By winning the Eastern Conference Championship with a 135-102 Game 5 victory over the Boston Celtics at TD Garden last Thursday night, the Cavaliers earned the right to face the Western Conference Champion Golden State Warriors for the NBA title for the third straight season.
“We’ve sacrificed so much to get to this point,” Cavaliers forward James Jones said.
“Find a way to give more because we have two weeks, three weeks of basketball left, and we can do something that we’ve all dreamed of as kids, and that’s win a title. So whatever you can do, however much you can do, find a way to do it, and do it at an elite level.”
The rubber match between the Cavaliers and Warriors marks the first time in NBA history that the same two teams will play each other in The Finals in three consecutive seasons. The Warriors claimed the title over an injury-ravaged Cavaliers team in 2015, and Cleveland overcame a 3-1 deficit in the best-of-seven series to claim its first-ever league championship.
“I believe in this group,” Jones said. “I told them I don’t believe in a lot, but I believe in this group, and so, if you ask me, there’s no one else I would rather face this task with than this group of guys.
“These are my brothers. This team is a true team. We go up together. We go down together, but at the end of the day, we always come out of it together, and that’s what we expect going into this next round.”
Center Tristan Thompson echoed such sentiments following the Cavaliers’ third straight Eastern Conference Championship.
“With this ball club that we have, how talented we are, how well we can defend when we put our minds to it and really lock in, anything’s possible with this group,” Thompson said. “I think losing a game is good for us. It helps us refocus and kind of don’t get too side-tracked and understand that we can get better and we need to get better.

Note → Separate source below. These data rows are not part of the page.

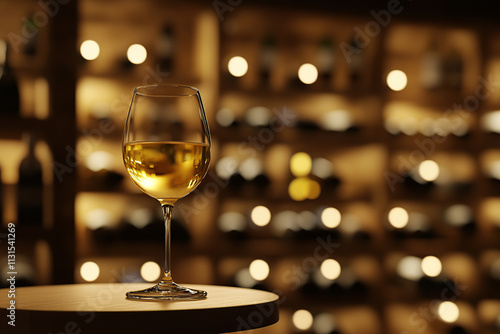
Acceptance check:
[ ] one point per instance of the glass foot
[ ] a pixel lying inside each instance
(167, 291)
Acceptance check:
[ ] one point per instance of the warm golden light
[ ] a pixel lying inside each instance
(261, 216)
(303, 188)
(259, 270)
(150, 271)
(410, 267)
(89, 50)
(237, 66)
(99, 160)
(300, 164)
(431, 266)
(331, 217)
(137, 54)
(324, 323)
(89, 271)
(428, 170)
(491, 121)
(302, 319)
(337, 120)
(330, 269)
(397, 80)
(308, 73)
(448, 311)
(398, 217)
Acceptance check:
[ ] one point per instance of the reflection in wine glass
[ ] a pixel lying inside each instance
(166, 151)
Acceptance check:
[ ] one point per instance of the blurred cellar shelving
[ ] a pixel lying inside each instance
(37, 123)
(366, 207)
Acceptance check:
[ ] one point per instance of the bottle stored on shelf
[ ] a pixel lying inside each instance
(453, 69)
(326, 61)
(267, 59)
(1, 199)
(9, 89)
(30, 187)
(165, 49)
(432, 67)
(356, 63)
(30, 26)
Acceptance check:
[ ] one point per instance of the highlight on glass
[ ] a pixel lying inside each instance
(166, 151)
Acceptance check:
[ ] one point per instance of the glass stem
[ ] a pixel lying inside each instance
(167, 216)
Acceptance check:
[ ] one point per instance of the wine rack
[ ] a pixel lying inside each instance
(370, 201)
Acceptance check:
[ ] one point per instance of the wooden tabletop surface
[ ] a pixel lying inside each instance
(103, 308)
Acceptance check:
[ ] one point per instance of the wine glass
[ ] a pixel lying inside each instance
(166, 151)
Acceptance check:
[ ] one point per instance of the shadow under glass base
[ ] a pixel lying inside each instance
(167, 291)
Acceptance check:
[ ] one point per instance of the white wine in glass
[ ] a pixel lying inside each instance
(166, 151)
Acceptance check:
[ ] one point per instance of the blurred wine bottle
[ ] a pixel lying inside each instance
(165, 49)
(9, 89)
(31, 46)
(454, 70)
(267, 59)
(30, 187)
(356, 63)
(1, 198)
(326, 61)
(432, 67)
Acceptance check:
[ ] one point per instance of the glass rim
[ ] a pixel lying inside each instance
(166, 90)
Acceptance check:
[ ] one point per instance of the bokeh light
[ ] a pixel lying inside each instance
(237, 66)
(431, 266)
(260, 215)
(308, 73)
(410, 267)
(458, 214)
(150, 271)
(89, 271)
(397, 80)
(302, 319)
(89, 50)
(448, 311)
(428, 170)
(137, 54)
(331, 217)
(259, 269)
(300, 164)
(398, 217)
(303, 188)
(330, 269)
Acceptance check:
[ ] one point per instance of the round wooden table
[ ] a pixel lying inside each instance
(103, 308)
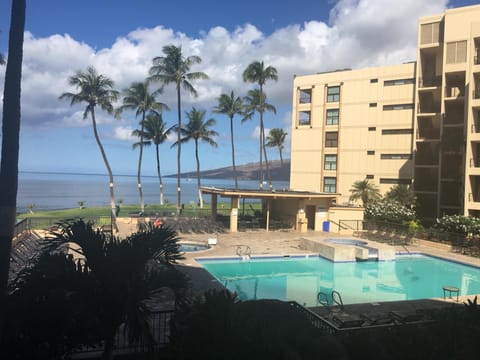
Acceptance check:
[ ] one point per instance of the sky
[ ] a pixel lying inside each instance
(121, 37)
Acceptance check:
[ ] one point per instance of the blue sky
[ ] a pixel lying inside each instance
(121, 37)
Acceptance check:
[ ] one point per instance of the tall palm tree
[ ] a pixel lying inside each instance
(230, 106)
(198, 129)
(154, 132)
(255, 101)
(365, 191)
(276, 138)
(174, 68)
(256, 72)
(95, 89)
(10, 146)
(403, 194)
(138, 98)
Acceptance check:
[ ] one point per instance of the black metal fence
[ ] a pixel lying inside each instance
(161, 331)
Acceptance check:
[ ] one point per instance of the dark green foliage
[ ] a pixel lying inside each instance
(61, 303)
(221, 327)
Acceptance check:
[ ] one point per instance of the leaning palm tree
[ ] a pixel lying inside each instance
(174, 68)
(365, 191)
(276, 138)
(138, 98)
(95, 89)
(230, 106)
(255, 101)
(154, 131)
(256, 72)
(199, 130)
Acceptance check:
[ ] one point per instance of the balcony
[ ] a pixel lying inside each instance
(430, 82)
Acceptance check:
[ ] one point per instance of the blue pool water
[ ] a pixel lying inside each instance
(300, 279)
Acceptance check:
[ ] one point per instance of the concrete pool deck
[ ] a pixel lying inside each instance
(289, 243)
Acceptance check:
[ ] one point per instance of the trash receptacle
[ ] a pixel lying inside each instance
(326, 226)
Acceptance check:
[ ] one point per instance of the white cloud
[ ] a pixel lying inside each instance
(359, 33)
(124, 133)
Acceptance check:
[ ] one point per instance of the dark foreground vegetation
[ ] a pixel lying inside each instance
(88, 290)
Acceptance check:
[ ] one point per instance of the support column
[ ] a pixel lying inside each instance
(234, 215)
(214, 206)
(267, 225)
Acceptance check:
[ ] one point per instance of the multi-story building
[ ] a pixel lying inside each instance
(415, 123)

We can’t take anything for granted.”
Like fellow small forward LeBron James, Jones is making his seventh straight trip to the NBA Finals, and the chance of raising the Larry O’Brien Trophy is something that is not lost on him despite being a part of three championship teams in the last five years.
“I won’t say I’m numb to it,” Jones said. “I just know what’s on the other side, the opportunity to win, so I’m excited, and it will continue to build, but until we hoist a trophy, I’m not going to think about anything else.”